Weekdays vs. Weekends
When researchers checked out the web-filtering volume from two Cyber Kill Chain phases, comparing weekdays and weekends, they found that pre-compromise activity is roughly 3 times more likely to occur throughout the workweek.
This is primarily because of the very fact that almost all phishing attacks require somebody to click on an email link or perform another action, whereas post-compromise activities that use command-control services will occur anytime.
Every bit of insight that can be gained on how attackers work is often converted into enhancements in security practices. During this case, it may make sense to think about differentiating weekday and weekend filtering practices.
Another fascinating insight is the degree to which different threats share infrastructure (namely, URLs). Nearly hour of all analyzed threats shared public infrastructure. For example, IcedID, the ninth-ranked threat by volume, shared nearly two-thirds of the domains it contacted with different threats.
Even more intriguing: once threats share infrastructure, they additionally tend to do so within an equivalent stage in the Kill Chain. Similarly, while many alternative threats might share an equivalent domain during, say, the exploitation part of an attack, it’d be uncommon for that threat to also leverage that domain for its C2 traffic.
It’s clear that cybercriminals share more than source code and sell technology on Dark web commerce sites. They conjointly share methods and techniques. Once that data is known and incorporated into a security strategy, pattern and behavior marching will improve the power to notice live threats. Attack vectors, like those, simply mentioned, underscore the need for organizations to rethink their strategy to better future-proof and manage cyber risks.

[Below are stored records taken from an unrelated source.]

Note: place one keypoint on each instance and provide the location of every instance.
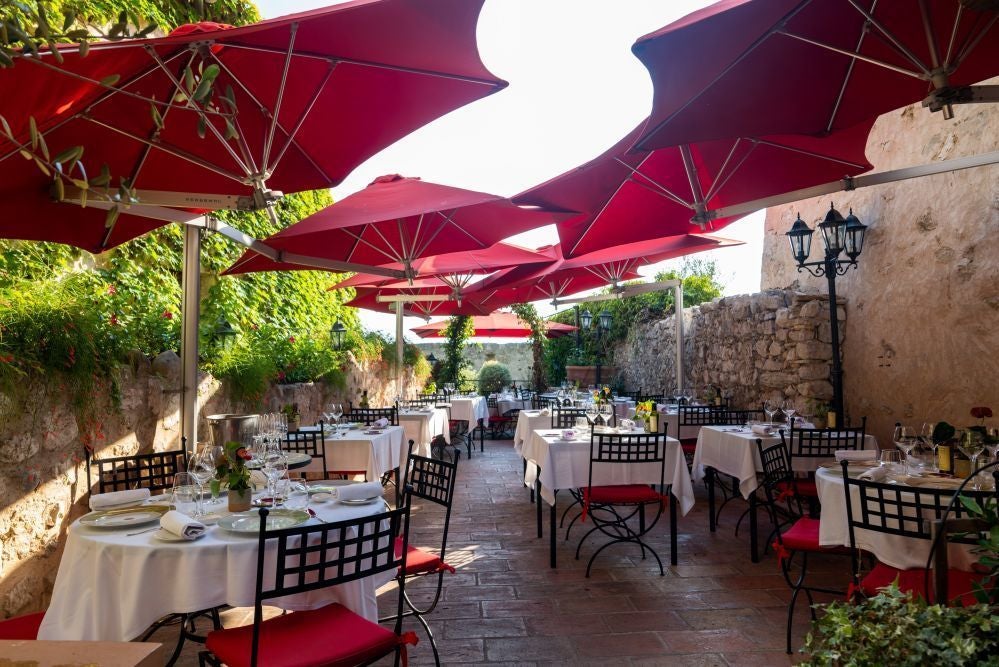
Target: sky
(575, 89)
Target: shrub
(493, 376)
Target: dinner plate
(249, 522)
(124, 517)
(361, 501)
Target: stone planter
(239, 500)
(587, 375)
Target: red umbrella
(628, 196)
(741, 68)
(496, 325)
(397, 221)
(315, 94)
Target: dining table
(732, 450)
(113, 583)
(560, 464)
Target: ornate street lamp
(337, 332)
(839, 234)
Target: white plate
(249, 522)
(361, 501)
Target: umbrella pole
(190, 315)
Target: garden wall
(774, 344)
(42, 478)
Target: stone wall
(774, 344)
(43, 479)
(924, 300)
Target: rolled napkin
(100, 501)
(358, 491)
(182, 525)
(856, 455)
(874, 474)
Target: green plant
(892, 628)
(493, 376)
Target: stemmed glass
(905, 440)
(770, 407)
(201, 469)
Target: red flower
(981, 412)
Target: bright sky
(575, 89)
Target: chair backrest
(319, 556)
(371, 415)
(153, 471)
(566, 417)
(628, 448)
(823, 442)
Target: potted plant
(236, 476)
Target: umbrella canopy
(808, 66)
(396, 221)
(497, 325)
(313, 95)
(628, 196)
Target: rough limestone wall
(42, 478)
(924, 302)
(774, 344)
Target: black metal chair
(803, 535)
(912, 512)
(603, 504)
(310, 558)
(434, 481)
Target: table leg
(710, 476)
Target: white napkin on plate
(856, 455)
(874, 474)
(100, 501)
(182, 525)
(358, 491)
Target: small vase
(239, 500)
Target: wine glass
(904, 439)
(770, 407)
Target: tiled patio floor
(506, 606)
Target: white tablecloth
(111, 587)
(422, 426)
(895, 550)
(470, 409)
(566, 465)
(732, 450)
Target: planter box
(587, 375)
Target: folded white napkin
(874, 474)
(358, 491)
(856, 455)
(182, 525)
(100, 501)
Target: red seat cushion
(21, 627)
(419, 561)
(621, 494)
(330, 635)
(913, 581)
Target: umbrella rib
(265, 112)
(176, 152)
(269, 141)
(192, 105)
(369, 63)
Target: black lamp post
(603, 326)
(839, 235)
(337, 332)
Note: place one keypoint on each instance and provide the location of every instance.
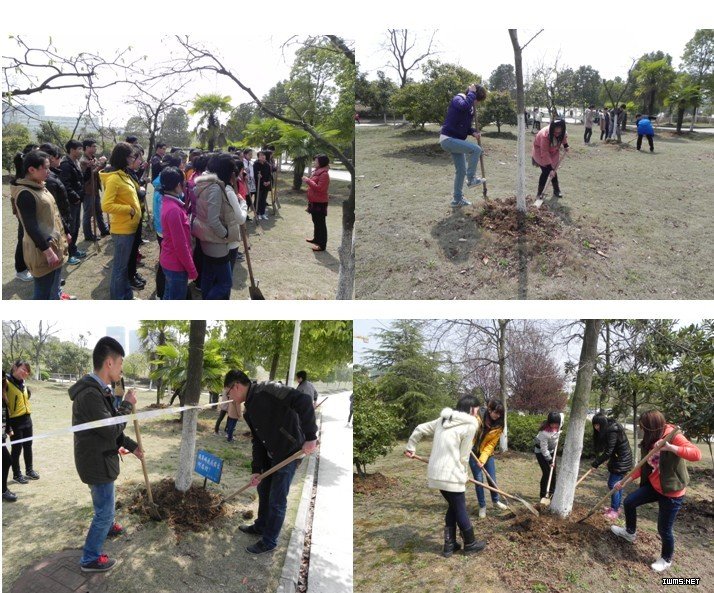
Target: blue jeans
(616, 497)
(273, 503)
(216, 279)
(119, 288)
(668, 509)
(490, 466)
(47, 286)
(230, 427)
(460, 150)
(103, 501)
(176, 285)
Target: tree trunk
(192, 394)
(298, 171)
(562, 503)
(502, 323)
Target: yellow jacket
(18, 402)
(120, 196)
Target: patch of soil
(372, 483)
(185, 511)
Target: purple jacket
(459, 116)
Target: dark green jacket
(96, 451)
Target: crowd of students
(200, 202)
(467, 436)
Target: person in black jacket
(611, 445)
(96, 450)
(281, 422)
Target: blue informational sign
(209, 466)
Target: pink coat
(543, 153)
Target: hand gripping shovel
(253, 290)
(529, 507)
(526, 504)
(546, 499)
(153, 509)
(626, 479)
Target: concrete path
(331, 549)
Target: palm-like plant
(209, 129)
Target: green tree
(174, 128)
(498, 108)
(14, 138)
(209, 130)
(376, 425)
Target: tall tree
(562, 502)
(194, 379)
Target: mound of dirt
(372, 483)
(185, 511)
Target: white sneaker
(622, 532)
(660, 565)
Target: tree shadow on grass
(457, 235)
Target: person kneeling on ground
(663, 478)
(453, 433)
(281, 422)
(96, 451)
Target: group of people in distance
(467, 435)
(459, 124)
(281, 420)
(200, 201)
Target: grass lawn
(282, 261)
(631, 225)
(54, 513)
(398, 536)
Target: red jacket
(318, 185)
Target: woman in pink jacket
(546, 155)
(176, 258)
(317, 199)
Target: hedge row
(523, 429)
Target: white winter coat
(453, 433)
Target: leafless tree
(401, 45)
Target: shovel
(265, 474)
(546, 499)
(253, 290)
(526, 504)
(529, 507)
(626, 479)
(153, 509)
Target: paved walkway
(331, 549)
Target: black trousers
(319, 221)
(21, 431)
(545, 469)
(650, 139)
(545, 172)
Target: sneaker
(9, 496)
(622, 532)
(259, 548)
(101, 564)
(250, 529)
(660, 565)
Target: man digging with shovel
(282, 422)
(96, 451)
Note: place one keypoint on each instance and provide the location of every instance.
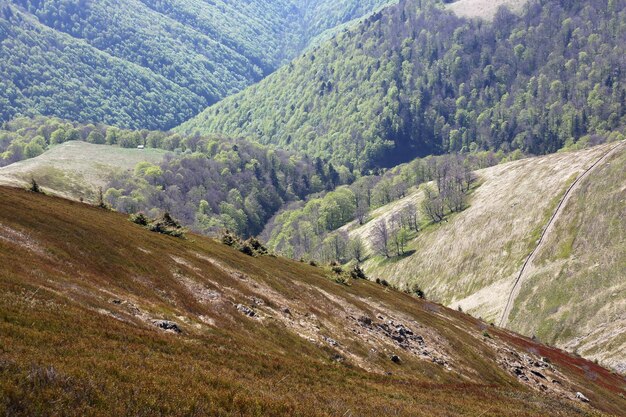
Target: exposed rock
(538, 374)
(167, 326)
(580, 396)
(257, 301)
(330, 341)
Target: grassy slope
(485, 9)
(576, 293)
(472, 260)
(76, 169)
(80, 287)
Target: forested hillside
(148, 64)
(208, 182)
(412, 81)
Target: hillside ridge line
(555, 216)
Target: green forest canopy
(413, 81)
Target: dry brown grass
(473, 260)
(76, 169)
(578, 281)
(79, 288)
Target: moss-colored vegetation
(415, 79)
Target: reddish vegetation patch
(106, 318)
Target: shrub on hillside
(251, 247)
(34, 187)
(165, 225)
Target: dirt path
(527, 268)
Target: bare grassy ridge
(80, 288)
(472, 260)
(76, 169)
(578, 280)
(485, 9)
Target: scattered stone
(538, 374)
(167, 326)
(257, 301)
(246, 310)
(580, 396)
(330, 341)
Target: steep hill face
(77, 169)
(485, 9)
(149, 64)
(99, 316)
(416, 79)
(567, 211)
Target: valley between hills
(313, 208)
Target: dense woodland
(209, 183)
(415, 79)
(313, 229)
(148, 64)
(219, 183)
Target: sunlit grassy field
(76, 169)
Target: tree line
(414, 79)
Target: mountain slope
(485, 9)
(149, 64)
(83, 333)
(410, 82)
(571, 295)
(77, 169)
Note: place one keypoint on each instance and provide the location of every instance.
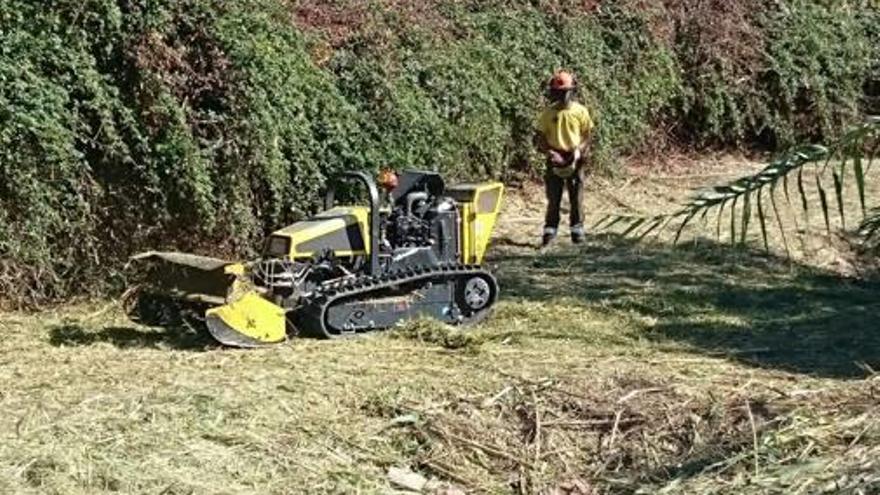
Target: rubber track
(311, 321)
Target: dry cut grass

This should start with organizations taking a stratified approach to security across individuals, processes, and technology:
People – The overwhelming majority of attacks still happen because somebody clicks on a malicious link. Workers ought to be frequently educated on making robust passwords, how to determine malicious URLs and email sources, and to not open or click on unknown or unexpected email messages, links, or attachments. this could then be augmented with access management policies, as well as a zero-trust policy, and intent-based segmentation thus, within the event of an incident, an attack is restricted to a particular segment of the network.
Processes – Incident response plans need to embrace regular backups that are stored off-network, regular testing of these backups, and system restoration drills to make sure everybody is aware of their role thus systems can be restored as quickly as possible.
IT groups must always know what assets are online, where those assets are, then be able to prioritize their access to and consumption of resources based on which are most business-critical.
Technology – Security tools need to be chosen based on their ability to be integrated along and cross-automated so that they will gather, share, correlate, and consume threat intelligence across the entire distributed network in real-time.
Adapt Your Security Ways
Last quarter’s threat research from FortiGuard Labs offered necessary insights into how attackers are evolving and the way you’ll be able to leverage behavior patterns to ascertain and circumvent threats. As an example, initial attacks stages tend to occur throughout work hours, and those attacks also tend to share infrastructure. In response, IT security groups should be on the lookout for these and similar activity identifiers by adjusting their detection and filtering practices accordingly.